Joseph Perez, was director of operations and sales for AMS, is a convicted tax cheat who hired Genovese mob associate Robert Santoro to work at AMS.

During a 2010 public hearing, Catucci blasted the commission for giving waterfront operators a bad name.

"I didn't come in here with a black shirt today because I didn't feel that I wanted to be stereotyped by the Waterfront Commission," he said, according to a transcript. "I think you guys do a good job in some things, but you're not helping us as you should be helping us.

"I go to a bank for a letter of credit for a loan or anything, as soon as you hear 'waterfront' right away the people at the bank don't want to talk to you because you put things in the paper…"


Robert Santoro, Genovese crime family associate, worked at AMS after serving jail sentence for laundering millions of dollars stolen from the MTA.

Meanwhile, the commission had learned that Perez, as director of operations and sales for AMS. was hiring some sketchy employees.

One of the charges that threatened to sink AMS was Perez's hiring of Robert Santoro in 2008 after he served a 6-year-sentence for laundering $7 million stolen from the Metropolitan Transportation Authority.

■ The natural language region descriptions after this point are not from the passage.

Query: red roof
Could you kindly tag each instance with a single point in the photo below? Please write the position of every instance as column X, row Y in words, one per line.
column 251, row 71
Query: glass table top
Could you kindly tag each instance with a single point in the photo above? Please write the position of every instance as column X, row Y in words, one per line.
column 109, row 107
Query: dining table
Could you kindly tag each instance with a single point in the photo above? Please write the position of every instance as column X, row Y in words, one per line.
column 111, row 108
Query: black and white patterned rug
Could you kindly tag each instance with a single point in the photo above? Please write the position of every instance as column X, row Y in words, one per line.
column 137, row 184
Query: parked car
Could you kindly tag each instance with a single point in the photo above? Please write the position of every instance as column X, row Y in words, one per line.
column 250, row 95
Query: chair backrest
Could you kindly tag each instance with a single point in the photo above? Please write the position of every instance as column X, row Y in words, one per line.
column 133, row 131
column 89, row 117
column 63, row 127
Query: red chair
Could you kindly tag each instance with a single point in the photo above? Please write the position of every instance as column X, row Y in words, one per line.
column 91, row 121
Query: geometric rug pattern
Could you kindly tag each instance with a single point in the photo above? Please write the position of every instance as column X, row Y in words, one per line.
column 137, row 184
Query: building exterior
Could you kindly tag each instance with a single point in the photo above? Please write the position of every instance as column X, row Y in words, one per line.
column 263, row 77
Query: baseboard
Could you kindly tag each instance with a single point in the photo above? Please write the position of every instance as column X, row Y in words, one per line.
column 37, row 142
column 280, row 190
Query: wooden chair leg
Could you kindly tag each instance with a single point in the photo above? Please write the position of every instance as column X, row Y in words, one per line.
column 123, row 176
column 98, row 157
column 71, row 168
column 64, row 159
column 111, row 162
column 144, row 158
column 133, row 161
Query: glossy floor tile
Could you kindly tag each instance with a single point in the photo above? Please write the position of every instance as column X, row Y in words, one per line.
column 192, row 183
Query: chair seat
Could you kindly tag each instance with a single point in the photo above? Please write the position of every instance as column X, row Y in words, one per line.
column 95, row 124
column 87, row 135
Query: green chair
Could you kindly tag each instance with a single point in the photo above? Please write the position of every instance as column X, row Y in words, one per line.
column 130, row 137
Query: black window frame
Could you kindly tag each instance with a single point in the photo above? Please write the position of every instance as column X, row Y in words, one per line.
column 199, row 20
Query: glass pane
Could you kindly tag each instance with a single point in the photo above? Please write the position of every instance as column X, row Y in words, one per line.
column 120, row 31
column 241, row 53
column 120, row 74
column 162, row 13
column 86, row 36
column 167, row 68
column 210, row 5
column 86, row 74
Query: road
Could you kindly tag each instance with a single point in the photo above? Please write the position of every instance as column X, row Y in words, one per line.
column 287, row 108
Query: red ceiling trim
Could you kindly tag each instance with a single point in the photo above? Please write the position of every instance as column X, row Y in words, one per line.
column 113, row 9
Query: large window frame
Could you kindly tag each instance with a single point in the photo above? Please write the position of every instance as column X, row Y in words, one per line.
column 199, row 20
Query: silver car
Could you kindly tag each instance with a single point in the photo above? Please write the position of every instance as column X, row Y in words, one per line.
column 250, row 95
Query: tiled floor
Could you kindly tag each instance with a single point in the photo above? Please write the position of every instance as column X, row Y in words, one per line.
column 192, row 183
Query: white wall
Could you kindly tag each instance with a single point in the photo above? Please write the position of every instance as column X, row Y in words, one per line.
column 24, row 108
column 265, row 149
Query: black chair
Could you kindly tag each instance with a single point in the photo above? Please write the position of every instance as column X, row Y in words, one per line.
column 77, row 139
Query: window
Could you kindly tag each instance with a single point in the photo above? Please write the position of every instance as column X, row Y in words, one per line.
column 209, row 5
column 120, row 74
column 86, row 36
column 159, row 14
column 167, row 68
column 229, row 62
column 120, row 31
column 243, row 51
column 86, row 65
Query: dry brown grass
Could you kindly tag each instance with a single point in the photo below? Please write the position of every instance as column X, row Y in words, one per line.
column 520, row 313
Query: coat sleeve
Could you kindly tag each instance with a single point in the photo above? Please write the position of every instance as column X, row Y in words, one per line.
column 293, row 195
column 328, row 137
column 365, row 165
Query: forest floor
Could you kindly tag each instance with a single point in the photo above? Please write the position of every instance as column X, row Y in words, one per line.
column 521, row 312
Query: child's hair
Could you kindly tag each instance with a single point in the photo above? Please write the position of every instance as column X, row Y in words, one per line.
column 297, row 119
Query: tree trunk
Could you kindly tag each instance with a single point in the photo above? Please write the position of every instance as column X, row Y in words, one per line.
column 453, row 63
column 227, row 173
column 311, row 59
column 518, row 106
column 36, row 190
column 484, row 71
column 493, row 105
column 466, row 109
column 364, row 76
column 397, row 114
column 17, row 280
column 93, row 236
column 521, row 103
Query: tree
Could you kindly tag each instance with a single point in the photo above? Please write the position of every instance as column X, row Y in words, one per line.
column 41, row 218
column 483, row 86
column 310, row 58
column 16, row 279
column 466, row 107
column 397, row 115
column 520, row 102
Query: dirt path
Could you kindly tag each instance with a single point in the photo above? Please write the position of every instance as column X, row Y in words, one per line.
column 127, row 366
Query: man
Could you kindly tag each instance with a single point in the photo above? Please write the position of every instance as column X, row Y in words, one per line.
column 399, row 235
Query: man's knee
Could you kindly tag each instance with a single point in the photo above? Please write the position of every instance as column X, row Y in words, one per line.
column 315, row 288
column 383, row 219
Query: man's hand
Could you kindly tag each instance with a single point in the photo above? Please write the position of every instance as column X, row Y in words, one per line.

Santoro once owned the largest check cashing business in New Jersey and associated with Genovese capo Salvatore "Sammy Meatballs" Aparo.

Santoro worked at a company doing business as Integrated Industries Corp., which shares the same owners and addresses as AMS, according to commission documents.

Perez, also described by the federal prosecutor as a longtime organized crime associate, also hired a union official convicted of corruption to work on the docks even though he lacked a license.

With an application pending for a permanent license, AMS opted not to fight the charges and agreed to hire at its own expense the Chicago law firm of Pugh, Jones & Johnson, which was one of three candidates pre-qualified by the commission.

For at least the next two years, the law firm will be looking under AMS' skirt and reporting its findings back to the commission. Closing down AMS would put an estimated 100 employees on the New Jersey waterfront out of work.

"We're both protecting the port from organized crime as well as maintaining jobs," said the commission's executive director, Walter Arsenault. "This (monitor) is a way to make sure both ends of the spectrum are protected."

The Catuccis did not return calls seeking comment.